Jones reveals to us through the eyewitness accounts of those who were victimized by these atrocities the frightening normalness of people who perpetrate evil.

Jones explains it this way: “When you read genocide studies you find that most murderers also did many nice things: walked the family dog, baked cookies, gave gifts, helped a friend in need or played with their children just before or after they committed atrocities.”

Alexander Solzhenitsyn, someone Jones references, spent years in the Soviet gulag and said of captors, “Where did this wolf-tribe appear from among our people? Does it really stem for our own roots? Our own blood? It is our own. And just so we don’t go around flaunting too proudly the white mantle of the just, let everyone ask himself: ‘If my life had turned out differently, might I myself not have become just an executioner?’ It is a dreadful question if one answers it honestly.”

Solzhenitsyn is identifying about himself and his countrymen what I have come to understand about my own self, friends, and family: we are all capable of justifying and committing extreme evil under the right circumstances.

‘It Can Happen Anywhere’

Understandably, this doesn’t sit well with most people. No one wants to believe good people are capable of doing or supporting horrible things; especially that they themselves are capable of doing such things. But history tells us it’s true. Consider this quote Jones offers from historian George Kren and psychologist Leon Rappaport based on their work on genocide:

What remains is a central, deadening sense of despair over the human species. Where can one find an affirmative meaning in life if human beings can do such things? Along with this despair there may also come a desperate new feeling of vulnerability attached to the fact that one is human. If one keeps at the Holocaust long enough, then sooner or later the ultimate truth begins to reveal itself: one knows, finally, that one might either do it, or be done to. If it could happen on such a massive scale elsewhere, then it can happen anywhere; it is all with in the range of human possibility…

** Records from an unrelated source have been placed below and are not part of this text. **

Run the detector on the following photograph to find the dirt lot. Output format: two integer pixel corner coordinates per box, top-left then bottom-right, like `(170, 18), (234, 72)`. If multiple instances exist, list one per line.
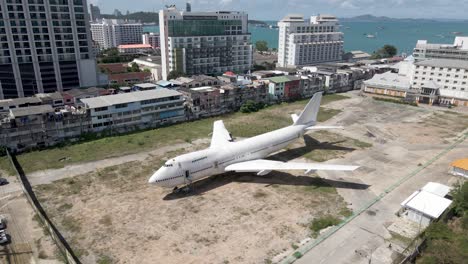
(33, 149), (353, 264)
(28, 92), (468, 264)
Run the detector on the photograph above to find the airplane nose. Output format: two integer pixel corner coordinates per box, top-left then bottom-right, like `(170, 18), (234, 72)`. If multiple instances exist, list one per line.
(148, 171), (160, 184)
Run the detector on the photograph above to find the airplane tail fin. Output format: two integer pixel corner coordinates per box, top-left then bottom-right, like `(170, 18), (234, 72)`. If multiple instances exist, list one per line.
(293, 92), (323, 126)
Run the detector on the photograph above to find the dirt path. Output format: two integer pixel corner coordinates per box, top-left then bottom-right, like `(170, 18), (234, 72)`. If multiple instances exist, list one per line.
(27, 138), (210, 186)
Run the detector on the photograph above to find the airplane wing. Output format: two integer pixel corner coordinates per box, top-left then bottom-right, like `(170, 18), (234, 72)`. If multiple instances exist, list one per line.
(210, 120), (233, 148)
(225, 159), (359, 174)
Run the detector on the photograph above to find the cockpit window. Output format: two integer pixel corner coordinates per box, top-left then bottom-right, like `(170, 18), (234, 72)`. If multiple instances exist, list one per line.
(164, 164), (173, 167)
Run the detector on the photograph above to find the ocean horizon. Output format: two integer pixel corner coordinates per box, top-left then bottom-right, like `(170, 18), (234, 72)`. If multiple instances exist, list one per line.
(144, 20), (468, 55)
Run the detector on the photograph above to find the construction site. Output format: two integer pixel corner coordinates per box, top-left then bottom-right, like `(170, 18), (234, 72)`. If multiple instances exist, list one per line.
(1, 91), (467, 264)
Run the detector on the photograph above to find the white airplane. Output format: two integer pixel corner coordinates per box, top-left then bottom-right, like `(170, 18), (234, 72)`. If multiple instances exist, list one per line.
(148, 92), (359, 190)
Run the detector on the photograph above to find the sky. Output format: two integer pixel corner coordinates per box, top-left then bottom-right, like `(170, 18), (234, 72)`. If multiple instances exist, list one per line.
(89, 0), (468, 20)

Kren and Rappaport leave little room for hope in their assessment of humanity. They are right. Save for the grace of God, all of us can find a justification for keeping an aborted baby alive to better procure the brain by cutting through the child’s face. Even writing that sentence causes a reflexive gut-check deep in my soul, but my pro-choice friends seem to stomach the horror of this with little or no effect.

A Few Explanations

One explanation for this lies in our incredible capacity for willful ignorance. Support for mass ignorance is well-documented, but probably none more so than on the Germans who knew about the neighboring death camps and did nothing.

For the past 40 years the abortion industry has systematically chipped away at our national sense of decency.

Another explanation comes from mass, systematic desensitization. For the past 40 years the abortion industry has systematically chipped away at our national sense of decency and left us with a moral penury that now concludes, without reservation, that taking the life of one’s child is no big deal.

I’m old enough to remember the zealous outrage ’80s feminists had because conservatives dared to suggest women would ever be so cavalier and callous as to treat abortion as a form of birth control. Yet here we are today with killing one’s unborn child on demand as a woman’s right. It is no accident.

The abortion industry, specifically Planned Parenthood, with a skilled slight of hand, has distracted the general public from being too curious about the mechanics of abortion. They’ve done this brilliantly through mass manipulation, by creating “rights” where there are none (women do not have a right to government-provided birth control and tampons), exploiting women’s fears, viciously pillorying the opposition, and raking in a tidy sum along the way.

Most importantly, Planned Parenthood and its ilk have hit upon what murderous regime leaders have known for centuries: normal, good people will believe and justify anything under the right circumstances.